For Sale, Sold $8,000,000.00 - Farm/Ranch/Plantation
This Organic Mangoes Plantation began operations in 1999 with the purchase of 180 hectares of fallow land in Bani, 50 miles southwest of Santo Domingo, Dominican Republic. The Peravia Province is famous for the quality of its mangoes, introduced to the country in the late nineteenth century.
This farm is located in a semiarid region which combines fertile and well-drained soils in a dry and warm climate (less than 500 millimeters of rain per year), making it ideal for the cultivation of mangoes. A nearby irrigation canal ensures year-round water supply, and a state-of-the-art irrigation system is supported at the tree level by micro jets. The close proximity to the sea often generates coastal winds that can be a challenge to the trees. The wind can also bring benefits, however; electricity is scarce and expensive, so a study to assess the feasibility of installing windmills is underway.
More than 20 hectares of the farm have been kept in their original condition, and some areas are roamed by wild horses, sheep and other species. Other areas are maintained as woodland to preserve the biodiversity of the region and protect the indigenous fauna (iguanas, gulls, wild ducks and others) and flora (acacias, cactus, and other native trees) which are essential to maintain the ecological balance of this dry, thorny bush land.
The entire farm has been certified as organic by ECOCERT International (reference of the project is 1063 DO).

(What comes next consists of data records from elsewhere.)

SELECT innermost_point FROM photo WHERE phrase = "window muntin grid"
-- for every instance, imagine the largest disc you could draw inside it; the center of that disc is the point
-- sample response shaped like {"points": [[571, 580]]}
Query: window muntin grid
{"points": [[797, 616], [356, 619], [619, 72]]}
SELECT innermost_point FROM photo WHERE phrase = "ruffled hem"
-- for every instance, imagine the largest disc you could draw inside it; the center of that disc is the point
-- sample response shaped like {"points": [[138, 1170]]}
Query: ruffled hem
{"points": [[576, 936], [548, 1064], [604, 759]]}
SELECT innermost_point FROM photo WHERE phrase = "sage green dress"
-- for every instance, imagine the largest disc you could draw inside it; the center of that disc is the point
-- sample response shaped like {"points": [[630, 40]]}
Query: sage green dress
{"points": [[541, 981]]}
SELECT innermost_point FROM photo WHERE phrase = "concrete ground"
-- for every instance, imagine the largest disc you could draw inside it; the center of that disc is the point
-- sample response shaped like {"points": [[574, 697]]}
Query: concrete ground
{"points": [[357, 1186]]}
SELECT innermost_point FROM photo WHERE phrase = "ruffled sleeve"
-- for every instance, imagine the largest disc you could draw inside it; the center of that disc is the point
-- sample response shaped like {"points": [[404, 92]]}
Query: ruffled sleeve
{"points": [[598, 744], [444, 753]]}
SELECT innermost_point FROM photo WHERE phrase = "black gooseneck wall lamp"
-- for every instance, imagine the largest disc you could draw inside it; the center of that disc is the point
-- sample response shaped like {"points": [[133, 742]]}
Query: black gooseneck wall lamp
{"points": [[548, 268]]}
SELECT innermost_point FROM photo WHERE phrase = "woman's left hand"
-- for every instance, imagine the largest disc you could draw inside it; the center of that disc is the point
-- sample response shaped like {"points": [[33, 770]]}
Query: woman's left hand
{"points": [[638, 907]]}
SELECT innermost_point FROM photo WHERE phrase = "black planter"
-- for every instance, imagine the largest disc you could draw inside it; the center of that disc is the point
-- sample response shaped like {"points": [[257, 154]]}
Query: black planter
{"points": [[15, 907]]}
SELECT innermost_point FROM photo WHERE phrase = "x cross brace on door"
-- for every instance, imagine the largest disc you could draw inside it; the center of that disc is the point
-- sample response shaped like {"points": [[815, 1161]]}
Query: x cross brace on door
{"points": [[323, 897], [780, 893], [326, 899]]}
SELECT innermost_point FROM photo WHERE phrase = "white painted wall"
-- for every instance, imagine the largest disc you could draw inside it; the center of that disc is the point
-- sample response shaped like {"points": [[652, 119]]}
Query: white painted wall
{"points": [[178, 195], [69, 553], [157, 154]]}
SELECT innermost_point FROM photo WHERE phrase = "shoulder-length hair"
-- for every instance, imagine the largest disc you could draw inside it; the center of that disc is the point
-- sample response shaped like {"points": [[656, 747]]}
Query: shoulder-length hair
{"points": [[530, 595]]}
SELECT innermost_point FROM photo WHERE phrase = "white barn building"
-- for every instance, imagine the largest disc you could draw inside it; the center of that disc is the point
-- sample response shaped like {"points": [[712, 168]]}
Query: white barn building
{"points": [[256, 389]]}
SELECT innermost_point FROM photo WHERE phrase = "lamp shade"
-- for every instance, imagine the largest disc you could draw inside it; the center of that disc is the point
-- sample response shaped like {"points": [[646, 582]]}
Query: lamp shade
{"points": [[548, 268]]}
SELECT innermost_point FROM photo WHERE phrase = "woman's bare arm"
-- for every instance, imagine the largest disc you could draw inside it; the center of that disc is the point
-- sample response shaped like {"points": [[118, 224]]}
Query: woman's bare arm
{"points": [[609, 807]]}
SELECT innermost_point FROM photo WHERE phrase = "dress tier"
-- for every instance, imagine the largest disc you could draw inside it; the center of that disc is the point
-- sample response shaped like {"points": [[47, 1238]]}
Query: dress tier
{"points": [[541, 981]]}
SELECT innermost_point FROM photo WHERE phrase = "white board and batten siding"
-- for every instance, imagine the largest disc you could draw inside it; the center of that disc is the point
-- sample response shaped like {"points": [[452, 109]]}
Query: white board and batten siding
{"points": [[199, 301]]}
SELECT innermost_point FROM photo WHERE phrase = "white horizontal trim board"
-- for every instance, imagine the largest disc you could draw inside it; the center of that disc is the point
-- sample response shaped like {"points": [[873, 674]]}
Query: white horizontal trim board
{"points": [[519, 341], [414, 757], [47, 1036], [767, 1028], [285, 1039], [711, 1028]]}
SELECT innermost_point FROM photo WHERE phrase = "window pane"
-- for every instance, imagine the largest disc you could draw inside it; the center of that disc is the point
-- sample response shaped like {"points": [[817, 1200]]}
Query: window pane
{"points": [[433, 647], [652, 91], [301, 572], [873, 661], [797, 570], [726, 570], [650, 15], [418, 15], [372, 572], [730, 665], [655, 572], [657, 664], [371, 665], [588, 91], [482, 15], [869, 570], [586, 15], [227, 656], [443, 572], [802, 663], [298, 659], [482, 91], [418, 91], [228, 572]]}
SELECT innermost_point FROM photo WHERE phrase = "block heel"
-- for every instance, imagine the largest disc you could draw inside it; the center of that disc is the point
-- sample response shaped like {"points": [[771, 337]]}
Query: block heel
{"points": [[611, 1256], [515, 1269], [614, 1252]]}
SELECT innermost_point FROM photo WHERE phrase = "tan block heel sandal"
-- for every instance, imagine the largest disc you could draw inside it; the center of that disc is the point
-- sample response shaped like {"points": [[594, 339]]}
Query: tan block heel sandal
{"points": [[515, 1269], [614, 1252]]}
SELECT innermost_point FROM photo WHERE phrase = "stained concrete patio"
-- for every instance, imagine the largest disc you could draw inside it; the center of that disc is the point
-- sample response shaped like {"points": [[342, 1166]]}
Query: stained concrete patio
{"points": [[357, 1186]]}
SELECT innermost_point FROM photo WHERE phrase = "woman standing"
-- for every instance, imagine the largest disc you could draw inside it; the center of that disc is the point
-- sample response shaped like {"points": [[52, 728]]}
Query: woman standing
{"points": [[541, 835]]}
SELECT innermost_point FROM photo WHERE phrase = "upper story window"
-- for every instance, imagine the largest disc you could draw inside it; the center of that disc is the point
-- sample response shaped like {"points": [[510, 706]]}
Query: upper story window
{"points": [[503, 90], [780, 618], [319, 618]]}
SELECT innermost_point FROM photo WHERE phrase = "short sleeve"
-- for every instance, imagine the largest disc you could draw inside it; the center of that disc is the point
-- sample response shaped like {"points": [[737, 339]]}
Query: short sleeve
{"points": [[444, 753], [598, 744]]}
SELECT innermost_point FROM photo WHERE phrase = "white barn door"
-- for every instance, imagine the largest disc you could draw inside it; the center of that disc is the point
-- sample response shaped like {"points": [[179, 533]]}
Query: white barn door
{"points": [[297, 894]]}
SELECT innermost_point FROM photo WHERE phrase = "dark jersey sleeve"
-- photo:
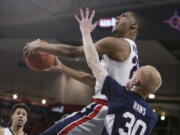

Approximately 35,000 trees have been planted to date, with a target of 40-45,000 by 2017, thousand and average yield of 300 mangoes per tree a year. At peak level, the farm is expected to generate 9,000,000 units yielding 4 to 5,000 tons of fruit.
The plantation is managed in accordance with the standard protocols for organic farming, in which for example, organic composting is used instead of synthetic farm chemicals. The mango trees are well suited for organic farming since they are perennials and develop a significant mass over the years; they are therefore able to extract the nutrients they need for growth from their natural environment.